By Psychic-Magic editor Karen Howard

I belong to a group called Psychic Business Owners on Recently someone named Rene asked the following:

"Why are some psychic readings accurate and some not?

"What should a customer look for to insure they are not getting a fraudulent reading?"

I would like to share my response with readers of my blog, as they might have the same questions as Rene.

I think this depends on what you feel is “accurate”. Do you have a specific answer you want to hear? Do you want your life to take a specific path that is eluding you? We each have lessons to learn in life, and sometimes those lessons involve Free Will and “where your attention goes, your energy flows.”

Some clients come to me with “solutions” firmly in mind. They’re stuck in a cycle and look at past patterns and decide, “This is how things went last time, and this is how they’ll go this time.” They don’t realize they have the ability to change the pattern. If I tell them, “You can change” and things don’t change, I’m judged an inaccurate reader—but the fact is, they had already decided the outcome (perhaps subconsciously) before they even came to see me.

Yes, there are fraudulent “psychics” who are only in it for the money (and they’ll reap their karma at some point), but the rest of us are trying our best to help our clients. And I prefer to be called a “reader” (I use tarot) because it doesn’t make my clients feel I have some special gift they can never have. Everyone is psychic to one extent or another.

Accuracy is sometimes judged by how fast something happens, and I’ll get to that in a second. It’s also judged by what the client thinks he or she heard. As humans, we hear what we want to hear—or sometimes what we’re most afraid of hearing. When we listen to a psychic (or anyone, for that matter), we tune out some things and focus on others. I met a woman who was convinced that her life would be full of hardship and pain because a “psychic” told her so. No matter what I (or anyone else) told her, she was convinced this person was a great authority, and she was convinced she deserved pain and suffering; therefore, that’s what she got.

I’ve found I have to explain timing to my clients. Things happen in our lives when we’re “ready” for them. This can be a painful event (like being downsized) or a happy event (such as finding a wonderful new job). To put a specific time frame on them is difficult. It’s like cooking a meal in a microwave. My 700 watt microwave might cook it in 5 minutes while your 1000 watt microwave does it in 3. And we tend to look at the calendar year rather than our Personal Year—which starts on your birthday. If I tell a client something is likely to happen “this year”, I am not necessarily talking the January 1-December 31 year, but that client’s year, which begins (for example) on March 23.

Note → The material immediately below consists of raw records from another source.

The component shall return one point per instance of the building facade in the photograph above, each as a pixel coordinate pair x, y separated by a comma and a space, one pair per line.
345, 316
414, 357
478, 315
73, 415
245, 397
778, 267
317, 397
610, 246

There are many, many things that can affect the accuracy of a reading. Your priorities might change. The people in your life might influence you in another direction. You might not need that lesson anymore.

Also, your reader might be having a bad day. I’ve had clients insist on answers when I’ve told them things are unclear at the moment and need a little time to develop.

How can you get a good reading? Ask people around you (family, friends, co-workers) if they can recommend someone. The majority of my clientele has come by referral, so I must be doing something right.

One last thought… As Yoda said in the Star Wars saga: “Always in motion is the future. Difficult to see.”